Alison Saunders is not just the second woman ever to become Director of Public Prosecutions, but also a domestic goddess. Her ability to lead the CPS is as nothing to her skills with an egg whisk, apparently.
I know this after listening to Radio 4’s Profile programme on Saturday, presented by Becky Milligan. Of the 13-minute show, nearly six minutes were devoted to celebrating Saunders’ abilities in the kitchen and as a dinner party host. Her controversial (and entirely wrong) 1996 advice against holding another inquest into the Hillsborough disaster, warranted far less – just over two minutes of air time.
While we learned that Saunders makes a mean tarte tatin, and ‘light and fluffy’ cheesecake, we heard nothing about her leading the London CPS response to the 2011 riots (which earned her a Companion of the Order of the Bath). Nor was there anything about her concern that demonisation of young women, particularly if they’ve been drinking, is a barrier to securing rape convictions.
Instead, listeners were treated to a school friend revealing the new DPP ‘can cook fabulous Sunday roasts’; and that when the pair had Saturday jobs on the cream cake counter in BHS, ‘cream cakes proved very popular’. A friend from university explained that, ‘it’s always the food that’s the pivotal point of the evening,’ at a Saunders’ dinner party. This not entirely shocking (or, indeed, interesting) revelation, prompts an almost forensic level of questioning by Milligan about Saunders’ pudding proclivities, which would do one of the DPP’s cross-examining barristers proud.
Becky Milligan: What’s the favourite [pudding], do you think?
Uni Friend: Oooh, well, it’s always something different, I means she’s –
UF: Er, I’d say she takes on more challenging dishes than that.
BM: So, we’re not talking apple crumble.
UF: Well, she does some of the basics fantastically well, but also there’s always something else coming out, I’m just trying to think of –
BM: Prunes? [I swear I am not making this up.] Um, custard with – what is it that you have could have – what’s the best pudding you’ve ever had?

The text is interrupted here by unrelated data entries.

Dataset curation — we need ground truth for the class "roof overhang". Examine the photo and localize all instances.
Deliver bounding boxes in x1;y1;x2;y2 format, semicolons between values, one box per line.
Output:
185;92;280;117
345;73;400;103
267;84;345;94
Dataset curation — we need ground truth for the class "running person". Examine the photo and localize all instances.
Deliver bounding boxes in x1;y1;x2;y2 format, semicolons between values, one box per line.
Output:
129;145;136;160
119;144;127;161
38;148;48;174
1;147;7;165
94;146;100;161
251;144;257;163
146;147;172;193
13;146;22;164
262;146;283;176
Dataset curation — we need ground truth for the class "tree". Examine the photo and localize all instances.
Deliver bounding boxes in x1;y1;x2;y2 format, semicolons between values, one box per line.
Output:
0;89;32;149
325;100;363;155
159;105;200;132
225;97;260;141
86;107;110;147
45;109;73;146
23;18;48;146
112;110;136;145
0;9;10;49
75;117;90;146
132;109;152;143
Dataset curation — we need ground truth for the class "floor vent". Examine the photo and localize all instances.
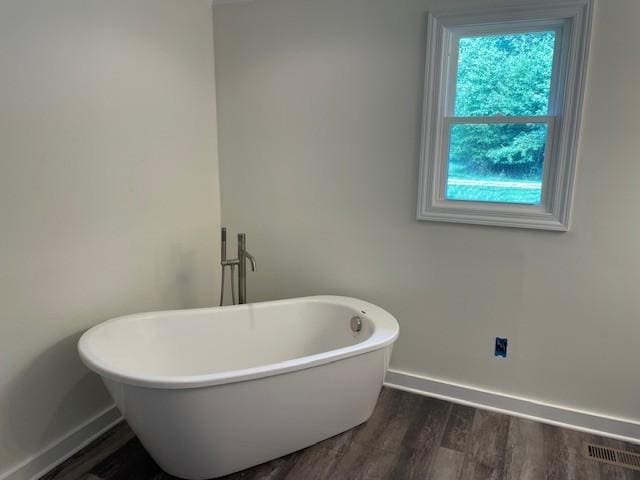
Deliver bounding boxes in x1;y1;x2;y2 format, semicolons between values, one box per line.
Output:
587;444;640;470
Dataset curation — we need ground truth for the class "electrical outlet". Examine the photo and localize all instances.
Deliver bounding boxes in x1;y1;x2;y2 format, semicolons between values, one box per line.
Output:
495;337;507;358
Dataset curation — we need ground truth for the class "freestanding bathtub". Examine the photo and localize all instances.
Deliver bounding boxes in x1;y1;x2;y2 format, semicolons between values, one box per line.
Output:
78;296;399;479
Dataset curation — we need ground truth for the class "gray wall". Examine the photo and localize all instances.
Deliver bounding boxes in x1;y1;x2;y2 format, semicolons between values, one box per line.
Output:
0;0;219;477
214;0;640;420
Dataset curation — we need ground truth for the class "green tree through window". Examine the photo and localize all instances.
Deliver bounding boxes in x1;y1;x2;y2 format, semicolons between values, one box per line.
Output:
447;31;555;203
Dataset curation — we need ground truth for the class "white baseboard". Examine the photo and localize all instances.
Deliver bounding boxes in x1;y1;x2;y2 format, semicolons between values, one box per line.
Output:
385;369;640;444
0;406;122;480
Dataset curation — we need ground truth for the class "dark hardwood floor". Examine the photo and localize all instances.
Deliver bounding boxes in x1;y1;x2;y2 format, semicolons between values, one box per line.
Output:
42;388;640;480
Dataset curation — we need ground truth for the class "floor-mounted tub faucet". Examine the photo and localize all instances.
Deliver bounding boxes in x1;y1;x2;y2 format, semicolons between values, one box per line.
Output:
220;227;256;305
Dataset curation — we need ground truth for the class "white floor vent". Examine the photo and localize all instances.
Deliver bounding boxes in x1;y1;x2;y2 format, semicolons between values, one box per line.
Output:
587;444;640;470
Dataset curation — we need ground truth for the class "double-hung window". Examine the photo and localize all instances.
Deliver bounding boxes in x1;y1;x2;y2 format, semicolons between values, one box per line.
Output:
418;0;592;230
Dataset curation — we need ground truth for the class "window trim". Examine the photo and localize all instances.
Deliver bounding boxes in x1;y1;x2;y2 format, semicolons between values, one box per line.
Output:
417;0;593;231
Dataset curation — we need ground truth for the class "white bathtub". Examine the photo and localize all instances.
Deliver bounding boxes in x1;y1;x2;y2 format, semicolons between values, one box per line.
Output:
78;296;398;479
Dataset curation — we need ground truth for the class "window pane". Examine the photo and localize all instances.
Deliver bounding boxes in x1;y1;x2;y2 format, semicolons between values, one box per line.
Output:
455;31;555;116
445;123;547;205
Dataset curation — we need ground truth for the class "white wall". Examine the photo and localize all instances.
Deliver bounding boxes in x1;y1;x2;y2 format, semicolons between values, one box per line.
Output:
0;0;219;477
214;0;640;420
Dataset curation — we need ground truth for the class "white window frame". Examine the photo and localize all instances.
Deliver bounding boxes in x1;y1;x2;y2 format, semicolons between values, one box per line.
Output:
417;0;593;231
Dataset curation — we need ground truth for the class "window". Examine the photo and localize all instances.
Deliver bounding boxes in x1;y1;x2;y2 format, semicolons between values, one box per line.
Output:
418;0;592;230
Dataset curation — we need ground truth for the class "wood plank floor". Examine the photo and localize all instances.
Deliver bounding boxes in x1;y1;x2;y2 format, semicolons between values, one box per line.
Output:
42;388;640;480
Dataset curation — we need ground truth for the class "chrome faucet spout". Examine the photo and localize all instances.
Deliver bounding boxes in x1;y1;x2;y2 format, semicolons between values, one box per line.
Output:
220;228;256;305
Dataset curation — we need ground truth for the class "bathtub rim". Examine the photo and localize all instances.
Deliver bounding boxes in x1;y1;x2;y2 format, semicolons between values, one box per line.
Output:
78;295;400;389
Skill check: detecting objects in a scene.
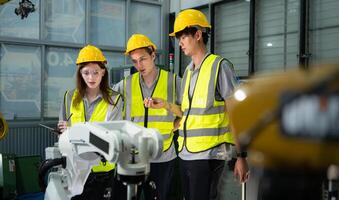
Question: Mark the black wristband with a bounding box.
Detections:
[237,151,247,158]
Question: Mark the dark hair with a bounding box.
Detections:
[74,62,114,106]
[175,27,210,45]
[129,46,155,55]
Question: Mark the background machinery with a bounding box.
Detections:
[40,121,162,200]
[229,65,339,200]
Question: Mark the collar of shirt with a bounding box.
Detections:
[82,93,102,107]
[188,52,210,72]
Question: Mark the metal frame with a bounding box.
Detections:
[298,0,310,68]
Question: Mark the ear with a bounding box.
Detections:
[101,69,106,77]
[194,30,202,41]
[151,51,156,61]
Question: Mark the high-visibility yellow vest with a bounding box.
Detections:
[124,69,176,151]
[64,90,120,172]
[178,54,234,153]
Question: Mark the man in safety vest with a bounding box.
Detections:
[58,45,127,200]
[145,9,248,200]
[114,34,180,200]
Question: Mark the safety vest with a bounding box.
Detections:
[178,54,234,153]
[124,69,176,151]
[64,90,120,172]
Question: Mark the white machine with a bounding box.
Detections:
[41,121,163,200]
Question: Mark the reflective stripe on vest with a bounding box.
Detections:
[124,69,176,151]
[178,54,234,153]
[64,90,119,172]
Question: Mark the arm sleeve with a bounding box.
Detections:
[175,75,181,105]
[216,60,239,101]
[59,92,67,121]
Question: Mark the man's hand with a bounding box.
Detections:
[233,157,249,183]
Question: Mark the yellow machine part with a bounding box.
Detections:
[228,65,339,169]
[0,112,8,140]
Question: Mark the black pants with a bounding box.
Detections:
[180,159,225,200]
[72,170,127,200]
[138,159,176,200]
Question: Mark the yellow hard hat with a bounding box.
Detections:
[76,45,107,65]
[169,9,211,37]
[125,34,157,55]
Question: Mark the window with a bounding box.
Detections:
[214,1,250,76]
[129,2,162,49]
[309,0,339,64]
[0,0,169,121]
[0,0,40,39]
[43,0,85,43]
[90,0,126,47]
[255,0,299,72]
[44,47,79,117]
[0,44,41,119]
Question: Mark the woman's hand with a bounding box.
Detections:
[233,158,249,183]
[58,121,67,133]
[144,98,168,109]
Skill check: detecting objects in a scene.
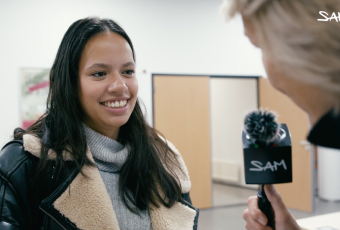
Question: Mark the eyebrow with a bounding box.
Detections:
[87,61,135,69]
[87,63,111,69]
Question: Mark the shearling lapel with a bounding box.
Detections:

UF: I seem to remember having a very great tarte tatin, which is challenging to do, and I can remember Alison cooking
one of those, but equally she will do the crumbles and the basics, as well. There’s normally a good choice there, when you’re being entertained by them.
School Friend: She cooks cakes, puddings. It really is amazing. I think, the phrase, ‘I don’t know how she does it,’ really suits Alison. Joking aside, It is amazing, I have no idea how she fits it all in, actually.
BM: What is your most memorable pudding at her house?
SF: Actually, one of the most recent was absolutely delicious.
BM: What was it?
SF: Wonderful cheesecake that was light and fluffy. It was a cheesecake. It was a new recipe that she tried.
This toe-curling segment, lasting nearly two minutes, is accompanied throughout by music from the Great British Bake Off. The programme then segues, somewhat surreally, into a news bulletin of the 1989 Hillsborough disaster, followed by an altogether more pertinent comment about Saunders from the spokesperson for the Hillsborough Justice Campaign.
At one point, the former solicitor-general, Edward Garnier MP (to whom Saunders used to report), is even asked
whether she ever baked for him. (‘I have unfortunately never had one of her cakes….’ ).
I should declare a slight interest, here. I interviewed Saunders as part of the Guardian/LSE ‘Reading the Riots’ research, and found her both impressive and approachable. She subsequently accepted an invitation to a Women in Journalism party, and I can confirm that, yes, she does seem pretty good company - a point probably worth mentioning in any profile.
But for Radio 4 to subject a senior woman, doing an important and gritty job, to such fluffy, demeaning treatment is just jaw-dropping. Is Becky Mulligan auditioning to be the next Alan Partridge (now that Steve Coogan is winning plaudits as a serious actor)? Would she have asked the solicitor-general if he’d ever sampled any of Saunders’ male predecessors’ cupcakes?
It’s difficult enough for women in public life to be taken seriously as it is, and, whatever the intention, patronising Saunders in this way, can only serve to undermine her authority, both within the organisation she leads, and beyond.
If anyone is left in any doubt as to whether the DPP is more than just a pinny-wearing marvel, she should use her new powers to have Milligan tried for crimes against serious journalism, and acts preparatory to sexism. Trust me. It’s an open and shut case.